Совершенно иначе, однако, чувствовали себя в это же время Миркин и те работники акцизного управления, что вновь приехали сейчас в Гексам. Особенно не в себе был Миркин, не подозревавший, что ему предстоит еще долго пребывать в таком состоянии. Он и не мог бы снова стать самим собой, поскольку уже не понимал, какое же его «я» — настоящее. Старший инспектор налоговой службы (из отдела по дополнительному налогообложению, специализирующийся по случаям уклонений от уплаты налогов), он снова лежал в больнице без каких-либо видимых повреждений, но внутренне совершенно искалеченный многочисленными последствиями полученного на болоте облучения волнами ультранизкой частоты. Его состояние приводило в полное замешательство врачей, которые никак не могли разобраться, о каком заболевании говорят симптомы этого пациента. С одного конца своего тела он постоянно мелко дрожал. С другого же конца столь же постоянно пребывал в прекрасном состоянии. Врачи никогда не сталкивались с чем-либо подобным. Причем только после того, как приехавший посмотреть столь необычного больного доктор Мэгрю посоветовал положить в гипс обе его ноги вместе, чтобы они перестали вибрировать, — только после этого Миркина удалось уложить в постель. Но и тут он продолжал то завывать, то взлаивать, а то вдруг начинал требовать, чтобы ему принесли должностную инструкцию или дополнительные документы на проверку. В конце концов ему просто заткнули рот кляпом, а голову обложили пузырями со льдом, добавив в них для тяжести свинца, чтобы голова не дергалась.
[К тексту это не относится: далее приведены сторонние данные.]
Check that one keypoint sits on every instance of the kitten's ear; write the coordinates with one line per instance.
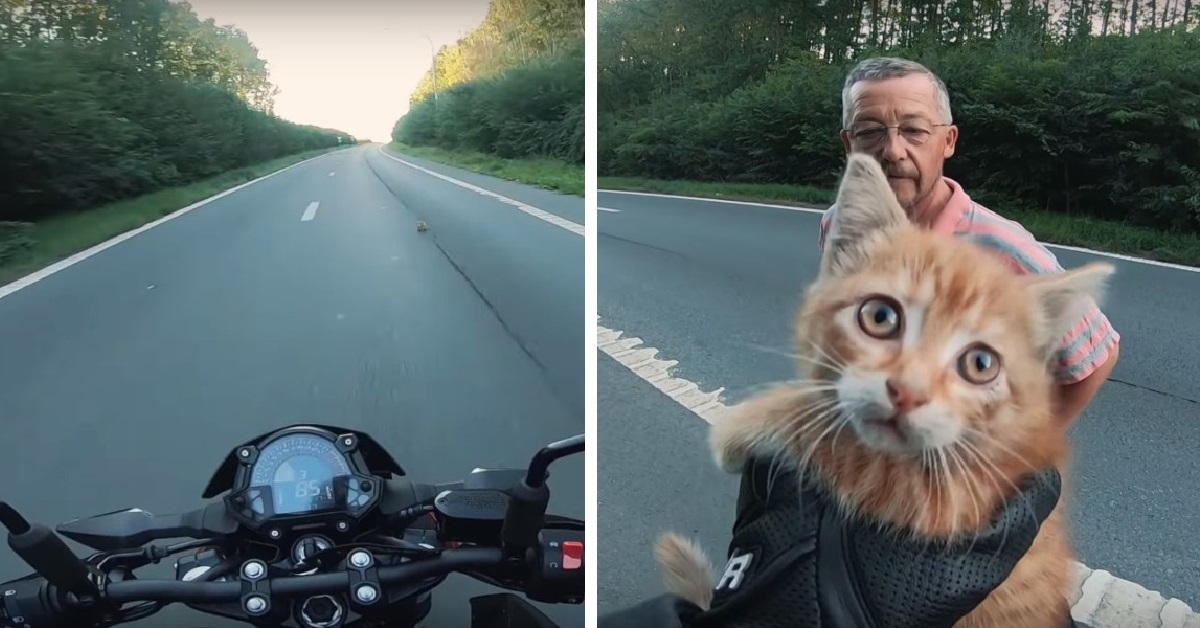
(1063, 297)
(865, 211)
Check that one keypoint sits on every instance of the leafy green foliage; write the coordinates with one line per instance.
(105, 100)
(513, 88)
(1091, 109)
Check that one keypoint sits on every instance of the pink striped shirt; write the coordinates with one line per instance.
(1087, 346)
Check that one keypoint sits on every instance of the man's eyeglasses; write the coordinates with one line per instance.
(873, 135)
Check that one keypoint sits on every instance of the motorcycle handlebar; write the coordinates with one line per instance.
(460, 560)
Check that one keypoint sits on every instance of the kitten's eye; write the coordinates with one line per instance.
(979, 365)
(880, 317)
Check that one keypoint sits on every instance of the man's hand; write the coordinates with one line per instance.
(1071, 400)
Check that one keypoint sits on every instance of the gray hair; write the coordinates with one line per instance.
(883, 67)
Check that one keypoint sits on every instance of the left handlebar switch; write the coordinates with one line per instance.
(557, 574)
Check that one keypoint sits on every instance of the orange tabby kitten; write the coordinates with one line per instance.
(925, 393)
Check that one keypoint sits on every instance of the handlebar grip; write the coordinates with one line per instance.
(52, 558)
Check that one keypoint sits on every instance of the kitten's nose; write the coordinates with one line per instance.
(904, 398)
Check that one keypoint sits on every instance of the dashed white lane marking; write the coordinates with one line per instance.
(814, 210)
(63, 264)
(558, 221)
(1099, 599)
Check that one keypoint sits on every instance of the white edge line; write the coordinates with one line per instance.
(814, 210)
(67, 262)
(558, 221)
(1102, 600)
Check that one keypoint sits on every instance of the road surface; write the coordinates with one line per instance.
(306, 297)
(713, 286)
— Он определенно свихнулся, — бесплатно проконсультировал больного доктор Мэгрю, наблюдая, как старший инспектор дергается и подпрыгивает на кровати. — Лучше всего было бы поместить его в войлочную палату. Для него это было бы самое безопасное. И к тому же войлок заглушал бы шум.
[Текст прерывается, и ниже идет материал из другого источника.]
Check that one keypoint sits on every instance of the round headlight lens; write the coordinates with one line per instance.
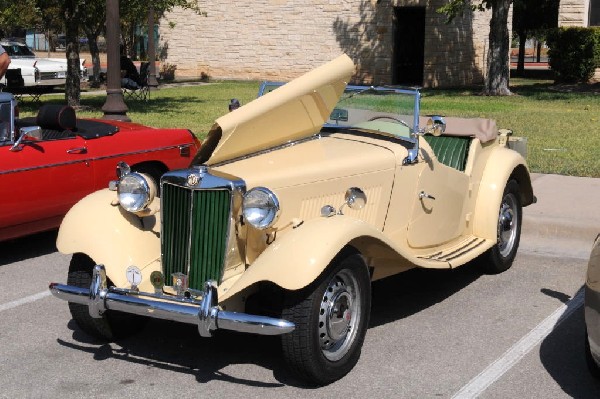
(134, 192)
(261, 207)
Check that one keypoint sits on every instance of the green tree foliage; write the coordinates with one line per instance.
(76, 17)
(574, 53)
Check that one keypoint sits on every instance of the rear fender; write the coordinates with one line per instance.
(98, 227)
(502, 165)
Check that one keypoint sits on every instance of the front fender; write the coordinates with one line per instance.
(502, 165)
(98, 227)
(300, 256)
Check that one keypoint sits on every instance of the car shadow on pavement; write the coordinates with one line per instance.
(411, 292)
(178, 348)
(563, 355)
(32, 246)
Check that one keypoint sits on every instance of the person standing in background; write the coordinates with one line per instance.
(4, 62)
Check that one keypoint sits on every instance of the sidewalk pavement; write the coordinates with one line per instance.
(566, 218)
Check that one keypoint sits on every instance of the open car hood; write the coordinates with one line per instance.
(295, 110)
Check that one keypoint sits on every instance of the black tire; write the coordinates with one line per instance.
(320, 351)
(592, 365)
(112, 325)
(500, 257)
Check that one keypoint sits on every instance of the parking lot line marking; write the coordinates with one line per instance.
(23, 301)
(513, 355)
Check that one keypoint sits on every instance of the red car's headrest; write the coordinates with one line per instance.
(56, 117)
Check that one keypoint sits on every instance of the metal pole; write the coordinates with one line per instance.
(114, 108)
(152, 82)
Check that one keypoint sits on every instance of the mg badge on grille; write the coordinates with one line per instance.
(193, 180)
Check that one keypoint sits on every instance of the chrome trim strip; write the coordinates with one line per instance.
(205, 314)
(90, 159)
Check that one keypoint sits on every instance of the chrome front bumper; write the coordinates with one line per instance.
(204, 313)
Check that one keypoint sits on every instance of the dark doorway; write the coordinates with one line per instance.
(409, 45)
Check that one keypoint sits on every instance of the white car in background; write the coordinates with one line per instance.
(41, 73)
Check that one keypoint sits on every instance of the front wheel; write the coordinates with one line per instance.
(111, 325)
(500, 257)
(331, 318)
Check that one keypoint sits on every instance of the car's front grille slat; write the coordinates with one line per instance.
(195, 232)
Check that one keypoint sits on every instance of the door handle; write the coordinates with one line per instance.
(423, 194)
(78, 150)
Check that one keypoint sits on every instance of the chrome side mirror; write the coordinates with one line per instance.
(123, 169)
(355, 198)
(29, 133)
(436, 125)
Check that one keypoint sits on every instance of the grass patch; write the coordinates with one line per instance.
(562, 128)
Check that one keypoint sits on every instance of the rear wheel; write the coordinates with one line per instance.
(591, 362)
(111, 325)
(331, 318)
(500, 257)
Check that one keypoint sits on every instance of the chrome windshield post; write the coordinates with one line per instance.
(413, 153)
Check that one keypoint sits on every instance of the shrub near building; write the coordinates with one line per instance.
(574, 53)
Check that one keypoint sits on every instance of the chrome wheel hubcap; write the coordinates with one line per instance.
(507, 224)
(339, 315)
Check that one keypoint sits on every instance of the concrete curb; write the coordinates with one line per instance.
(566, 218)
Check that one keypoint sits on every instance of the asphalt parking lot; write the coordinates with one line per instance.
(433, 334)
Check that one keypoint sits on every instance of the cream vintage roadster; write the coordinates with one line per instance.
(294, 204)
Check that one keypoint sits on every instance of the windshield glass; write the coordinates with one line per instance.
(18, 50)
(381, 109)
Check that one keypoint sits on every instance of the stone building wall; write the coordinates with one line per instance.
(573, 12)
(281, 39)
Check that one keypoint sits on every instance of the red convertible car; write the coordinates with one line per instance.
(51, 161)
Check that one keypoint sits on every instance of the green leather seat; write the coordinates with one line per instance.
(452, 151)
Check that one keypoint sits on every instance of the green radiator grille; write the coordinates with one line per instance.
(195, 226)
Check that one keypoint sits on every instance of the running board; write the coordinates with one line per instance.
(465, 246)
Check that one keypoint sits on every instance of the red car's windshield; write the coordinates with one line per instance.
(18, 50)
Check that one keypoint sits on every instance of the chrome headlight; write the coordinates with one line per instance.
(260, 207)
(135, 192)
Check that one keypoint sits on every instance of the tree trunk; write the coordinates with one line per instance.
(73, 84)
(95, 53)
(521, 61)
(498, 73)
— Да, желудок у него совершенно ничего не удерживает в себе, — согласился врач, пригласивший Мэгрю на консилиум, — и шум от него стоит очень неприятный.
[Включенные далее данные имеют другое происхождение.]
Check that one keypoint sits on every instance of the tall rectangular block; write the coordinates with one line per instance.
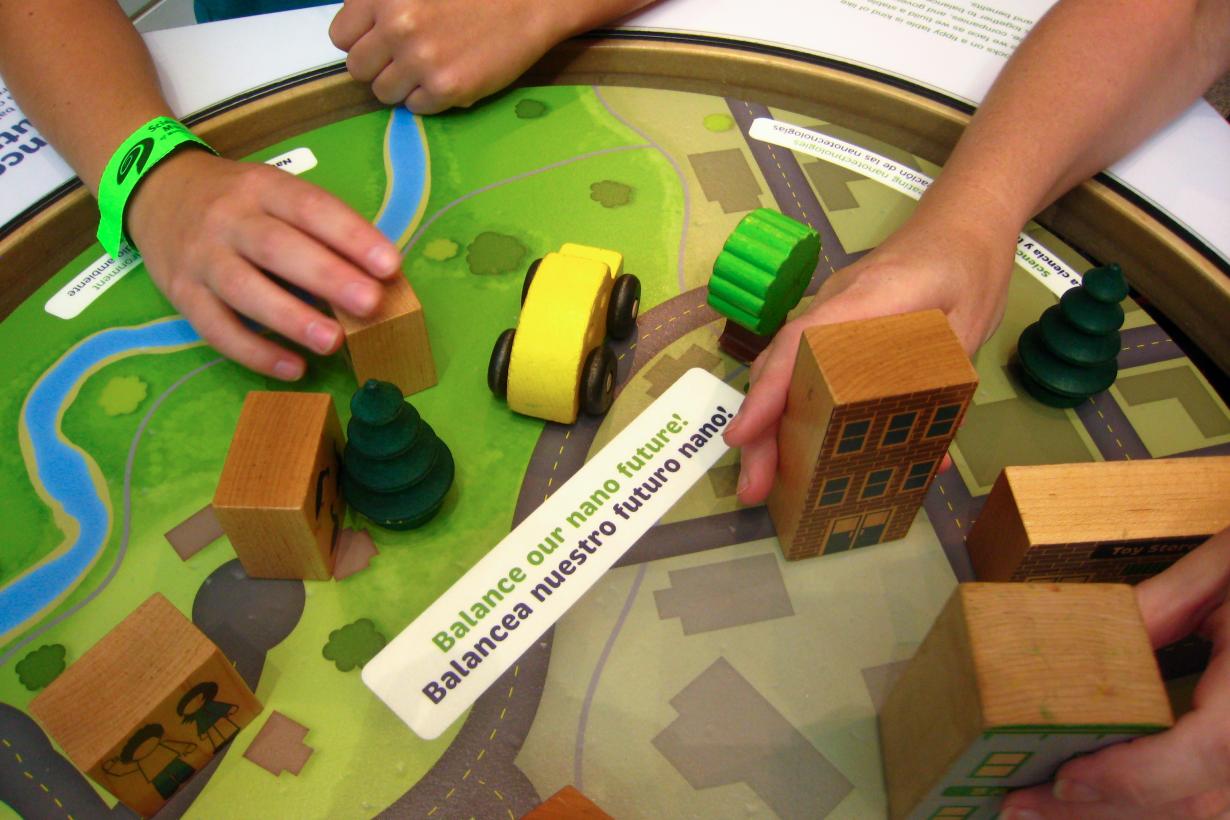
(1010, 682)
(871, 410)
(278, 498)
Как будто специально для того, чтобы еще более затруднить установление верного диагноза, Миркин — к которому до сих пор не вернулся слух — не отвечал на вопросы, даже когда у него пробовали узнать его имя и адрес, а когда у него вынимали кляп изо рта, начинал выть еще громче. Его вытье привело к тому, что за стенкой, в родильном отделении больницы, пациентки стали жаловаться и требовать, чтобы этого психа перевели куда-нибудь в такое место, откуда его не было бы слышно. Доктор Мэгрю немедленно согласился с этим и выписал направление в местную психиатрическую больницу на том совершенно естественном основании, что человек, противоположные части тела, которого со всей очевидностью рассогласованы между собой и который, по всей видимости, потерял память, — такой человек страдает неизлечимым раздвоением личности. В итоге мистер Миркин — при полном сохранении его анонимности, что отвечало профессиональным требованиям налоговой службы, — сам превратился всего лишь в статистическую единицу, был взят на казенный кошт, занесен в положенные списки и реестры и помещен в самую изолированную, хорошо обитую войлоком палату.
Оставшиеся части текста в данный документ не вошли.